All of that capped off Joe Blanton's first start as a Dodger. For all the talk of his strike throwing, he led off the game by walking David DeJesus. But Blanton didn't use the eight days of rest or the cross-country trip as an excuse for his atypical three walks.

"Sometimes you get the call, sometimes you don't," Blanton said.

While things might look nice for the Dodgers with their sweep of the Cubs, some perspective may be needed. The Cubs are 43-63 and have gutted their roster for rebuilding mode. But that didn't phase Mattingly.

"I think we're good enough," he said before Sunday's game. "It's just going to play out, so there's not a whole lot that worries me."

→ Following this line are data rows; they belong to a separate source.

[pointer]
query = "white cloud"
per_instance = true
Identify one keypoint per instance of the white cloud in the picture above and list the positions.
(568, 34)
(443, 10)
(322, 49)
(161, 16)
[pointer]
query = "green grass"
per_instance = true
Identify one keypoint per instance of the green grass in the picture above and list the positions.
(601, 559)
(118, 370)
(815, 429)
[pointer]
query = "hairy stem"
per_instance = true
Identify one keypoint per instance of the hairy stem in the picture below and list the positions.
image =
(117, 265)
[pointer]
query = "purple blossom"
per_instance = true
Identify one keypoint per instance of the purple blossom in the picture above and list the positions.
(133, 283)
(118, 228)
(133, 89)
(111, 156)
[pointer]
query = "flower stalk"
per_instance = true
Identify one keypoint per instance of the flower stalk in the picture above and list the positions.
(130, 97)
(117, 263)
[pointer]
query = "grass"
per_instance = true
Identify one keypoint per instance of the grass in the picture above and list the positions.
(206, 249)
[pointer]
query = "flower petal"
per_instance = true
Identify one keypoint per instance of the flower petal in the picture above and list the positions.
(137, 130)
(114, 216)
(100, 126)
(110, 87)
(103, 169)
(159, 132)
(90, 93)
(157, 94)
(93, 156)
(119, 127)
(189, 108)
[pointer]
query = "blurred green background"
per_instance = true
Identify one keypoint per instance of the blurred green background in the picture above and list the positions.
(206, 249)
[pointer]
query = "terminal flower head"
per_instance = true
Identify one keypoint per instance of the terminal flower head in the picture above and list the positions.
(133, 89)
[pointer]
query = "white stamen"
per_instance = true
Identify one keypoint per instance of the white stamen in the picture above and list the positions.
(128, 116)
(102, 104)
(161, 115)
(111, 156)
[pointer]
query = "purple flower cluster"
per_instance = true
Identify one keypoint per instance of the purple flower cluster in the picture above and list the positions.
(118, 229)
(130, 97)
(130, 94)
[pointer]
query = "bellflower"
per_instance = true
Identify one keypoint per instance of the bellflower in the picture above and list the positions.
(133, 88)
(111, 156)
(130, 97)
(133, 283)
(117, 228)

Mattingly did admit the lack of depth in his starting rotation give him some cause for concern. "If we have any injuries, we're down into the guys we weren't really counting on this year and guys without that experience that tells you that they'll keep you in games."

The bullpen and the defense were bright spots for Mattingly, and he figured that offense would bring up the rear.

"You've got to score. But for the most part if we pitch it and keep ourselves in games, we're going to win our share."

Fortunately for the Dodgers they have series against the struggling Colorado Rockies and Miami Marlins to get themselves in order before have a tough stretch with the Pirates, Braves and Giants to contend with.

Numbers Game. A total aside. When Shane Victorino arrived with the Dodgers, manager Don Mattingly graciously gave him the no. 8 jersey.

"I don't really care," Mattingly told reporters on Wednesday. "I get the thing with the players, they like their number and stuff like that. For me, I usually have a jacket on anyway, so nobody's worried about my number."

Mattingly initially took Justin Sellers' no. 12 before settling on 88, "double dog balls" as it was referred to.